No sooner said than done
The very same day I wrote to ista’s international HR department in Germany and asked if there was any possibility of giving me a job in another country. I intentionally did not specify in more detail – sometimes you just have to let things take their course. Just a few days later – I could hardly believe it – I got an answer saying there was a job going in Denmark which might suit me. And before I knew what had hit me, I was on a plane heading for Copenhagen and an interview. No joke – I would never have thought of Denmark as my future home. But here I am.
New start in Denmark
And have been for nearly a year now. Of course, any new start is always difficult and the change was not easy. I have had to contend with quite a few things since I arrived – the foreign language, the new job, no family, no friends. That was the hardest thing for me – leaving my family and friends behind. Sometimes I still miss not being able to simply drop by and see them. But in Denmark it is just impossible to feel lonely. Although the Danes might be somewhat reserved at the beginning, they are such likeable, open-hearted and friendly people. Honest and always ready to help.
Structured, efficient and organised
Both privately and professionally. Although I have not changed my employer, everything is still totally new for me. I had worked at ista Shared Services in Poland since 2008 and was responsible there for the heating cost and hot water bills in Germany before I changed to the support team in 2012. Here in Copenhagen I work in the Quality & Scanning department and am also being trained in the billing process here. The biggest difference is the completely different billing programs which the two countries work with. The actual way of working is not so different. I like it when everybody works in a structured, efficient and organised manner without losing sight of the essentials. And both the Poles and Danes can do that.
“If you have the chance then don’t be afraid of change. You might lose something good, but you’ll probably gain something better.”

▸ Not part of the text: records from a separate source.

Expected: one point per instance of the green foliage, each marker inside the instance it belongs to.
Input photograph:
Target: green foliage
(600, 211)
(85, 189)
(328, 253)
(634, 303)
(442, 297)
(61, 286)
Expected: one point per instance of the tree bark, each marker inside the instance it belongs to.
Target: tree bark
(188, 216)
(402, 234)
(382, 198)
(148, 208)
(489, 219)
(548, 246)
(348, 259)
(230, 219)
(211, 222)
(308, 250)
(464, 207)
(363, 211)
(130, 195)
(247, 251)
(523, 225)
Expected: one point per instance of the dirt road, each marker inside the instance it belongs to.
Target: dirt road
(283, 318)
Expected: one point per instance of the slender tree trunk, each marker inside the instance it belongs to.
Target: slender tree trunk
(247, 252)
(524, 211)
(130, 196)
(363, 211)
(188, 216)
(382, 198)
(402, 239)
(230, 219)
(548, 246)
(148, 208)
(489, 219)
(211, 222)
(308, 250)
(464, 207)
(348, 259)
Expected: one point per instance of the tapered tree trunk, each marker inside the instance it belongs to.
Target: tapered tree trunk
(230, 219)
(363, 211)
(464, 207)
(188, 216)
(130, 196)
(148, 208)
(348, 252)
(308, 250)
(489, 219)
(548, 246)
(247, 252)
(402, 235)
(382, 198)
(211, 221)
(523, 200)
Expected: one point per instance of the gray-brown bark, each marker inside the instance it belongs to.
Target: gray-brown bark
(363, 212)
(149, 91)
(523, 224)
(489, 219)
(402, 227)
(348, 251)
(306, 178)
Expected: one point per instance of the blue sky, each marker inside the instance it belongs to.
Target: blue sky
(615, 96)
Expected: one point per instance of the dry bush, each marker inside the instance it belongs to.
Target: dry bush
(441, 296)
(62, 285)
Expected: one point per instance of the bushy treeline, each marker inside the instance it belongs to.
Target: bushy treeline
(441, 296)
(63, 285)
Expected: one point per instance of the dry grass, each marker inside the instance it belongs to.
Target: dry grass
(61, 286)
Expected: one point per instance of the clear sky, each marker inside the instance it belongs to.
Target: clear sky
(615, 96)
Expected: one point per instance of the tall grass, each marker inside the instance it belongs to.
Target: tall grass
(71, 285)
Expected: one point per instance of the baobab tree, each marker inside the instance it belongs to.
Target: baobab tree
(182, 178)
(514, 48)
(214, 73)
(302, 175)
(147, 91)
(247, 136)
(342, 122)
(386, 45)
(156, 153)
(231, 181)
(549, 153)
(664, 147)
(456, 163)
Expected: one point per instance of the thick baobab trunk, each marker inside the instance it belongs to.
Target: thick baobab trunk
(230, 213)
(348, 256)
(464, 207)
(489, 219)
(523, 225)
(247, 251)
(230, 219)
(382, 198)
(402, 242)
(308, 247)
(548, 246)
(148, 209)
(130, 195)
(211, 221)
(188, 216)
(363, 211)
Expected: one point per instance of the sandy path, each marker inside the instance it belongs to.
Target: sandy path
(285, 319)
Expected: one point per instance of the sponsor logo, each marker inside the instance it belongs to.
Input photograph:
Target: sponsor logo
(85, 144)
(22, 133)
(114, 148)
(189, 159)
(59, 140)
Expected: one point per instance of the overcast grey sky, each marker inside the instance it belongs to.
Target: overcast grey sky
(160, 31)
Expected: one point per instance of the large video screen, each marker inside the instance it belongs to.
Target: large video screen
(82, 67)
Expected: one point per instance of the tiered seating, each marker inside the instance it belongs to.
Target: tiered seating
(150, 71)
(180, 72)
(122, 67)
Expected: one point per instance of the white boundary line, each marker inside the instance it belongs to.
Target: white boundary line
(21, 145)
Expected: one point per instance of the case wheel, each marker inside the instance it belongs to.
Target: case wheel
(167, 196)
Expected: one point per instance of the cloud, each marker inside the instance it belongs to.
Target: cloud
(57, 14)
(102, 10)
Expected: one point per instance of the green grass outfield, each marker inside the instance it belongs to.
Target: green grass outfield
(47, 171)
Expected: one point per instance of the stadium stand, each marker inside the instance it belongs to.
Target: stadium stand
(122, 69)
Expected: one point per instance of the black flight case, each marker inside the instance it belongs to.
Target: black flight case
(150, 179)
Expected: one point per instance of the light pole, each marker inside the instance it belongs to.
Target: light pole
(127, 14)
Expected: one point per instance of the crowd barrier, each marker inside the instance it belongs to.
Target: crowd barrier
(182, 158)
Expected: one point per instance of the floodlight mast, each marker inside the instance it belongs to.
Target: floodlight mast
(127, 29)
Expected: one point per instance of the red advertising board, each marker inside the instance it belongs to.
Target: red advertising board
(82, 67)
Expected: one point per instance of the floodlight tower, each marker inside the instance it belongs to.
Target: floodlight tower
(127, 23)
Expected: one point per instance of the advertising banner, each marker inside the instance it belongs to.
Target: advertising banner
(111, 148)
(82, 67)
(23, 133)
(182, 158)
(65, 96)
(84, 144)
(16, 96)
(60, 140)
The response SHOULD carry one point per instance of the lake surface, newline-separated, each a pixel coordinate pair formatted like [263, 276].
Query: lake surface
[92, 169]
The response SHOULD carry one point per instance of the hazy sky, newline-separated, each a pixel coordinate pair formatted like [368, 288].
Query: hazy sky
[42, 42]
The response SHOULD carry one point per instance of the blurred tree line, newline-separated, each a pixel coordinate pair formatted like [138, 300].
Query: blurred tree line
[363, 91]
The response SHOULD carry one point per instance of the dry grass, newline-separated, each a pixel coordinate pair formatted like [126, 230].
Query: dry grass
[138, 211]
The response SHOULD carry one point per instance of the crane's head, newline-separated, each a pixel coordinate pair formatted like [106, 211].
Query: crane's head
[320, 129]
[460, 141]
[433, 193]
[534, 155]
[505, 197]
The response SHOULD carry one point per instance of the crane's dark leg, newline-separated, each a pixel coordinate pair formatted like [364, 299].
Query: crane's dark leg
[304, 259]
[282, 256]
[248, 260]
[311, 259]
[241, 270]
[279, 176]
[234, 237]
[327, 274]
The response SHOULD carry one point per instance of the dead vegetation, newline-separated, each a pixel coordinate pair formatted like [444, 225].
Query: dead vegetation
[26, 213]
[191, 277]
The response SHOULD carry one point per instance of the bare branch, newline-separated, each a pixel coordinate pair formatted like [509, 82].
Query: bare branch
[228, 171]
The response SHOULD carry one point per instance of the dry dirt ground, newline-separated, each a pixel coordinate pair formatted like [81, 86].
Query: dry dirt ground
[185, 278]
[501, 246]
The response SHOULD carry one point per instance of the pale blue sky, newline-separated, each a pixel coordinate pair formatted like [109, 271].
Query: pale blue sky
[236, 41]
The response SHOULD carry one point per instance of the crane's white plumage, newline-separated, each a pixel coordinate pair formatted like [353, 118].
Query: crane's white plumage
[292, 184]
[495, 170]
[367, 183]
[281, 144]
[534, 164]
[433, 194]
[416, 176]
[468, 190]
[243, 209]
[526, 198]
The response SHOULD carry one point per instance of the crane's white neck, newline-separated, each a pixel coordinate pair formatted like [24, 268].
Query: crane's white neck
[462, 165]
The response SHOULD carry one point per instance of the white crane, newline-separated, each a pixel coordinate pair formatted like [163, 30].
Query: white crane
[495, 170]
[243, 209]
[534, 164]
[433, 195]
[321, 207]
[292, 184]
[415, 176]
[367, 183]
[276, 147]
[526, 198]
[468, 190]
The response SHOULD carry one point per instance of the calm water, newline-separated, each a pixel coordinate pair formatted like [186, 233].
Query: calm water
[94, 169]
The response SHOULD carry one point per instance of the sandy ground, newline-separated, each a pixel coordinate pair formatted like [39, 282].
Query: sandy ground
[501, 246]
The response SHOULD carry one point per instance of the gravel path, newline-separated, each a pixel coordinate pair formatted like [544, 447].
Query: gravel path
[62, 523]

The greatest challenge? The language. Danish is the most frustrating language I have ever learned. I can now understand it very well but it is extremely difficult to pronounce – you feel as if the Danes have about a thousand different ways of pronouncing “g”, “a” or “d”. What helps is that nearly every Dane speaks excellent English. But I’m ambitious and I’m continuing to work hard at it. And there are some really unbelievably nice words in Danish which you simply can’t translate into other languages – for example, hyggeligt. It is a bit like the English word cosy, but that isn’t quite the meaning.
When people ask me what is special about Denmark, then, apart from the Danes themselves, I think of liquorice. The Danes are obsessed with liquorice – you can buy everything, and I really mean everything, with a liquorice flavour. It’s crazy.
And that is my conclusion
Would I do the same thing again? Yes. I couldn’t be happier. I know it sounds like a cliché but when you start a new life with only two suitcases, you realise: everything is possible. When I had to decide, “Shall I take the plunge or not?”, a friend said to me, “If you have the chance then don’t be afraid of change. You might lose something good, but you’ll probably gain something better.” Sounds trite, but it’s very true.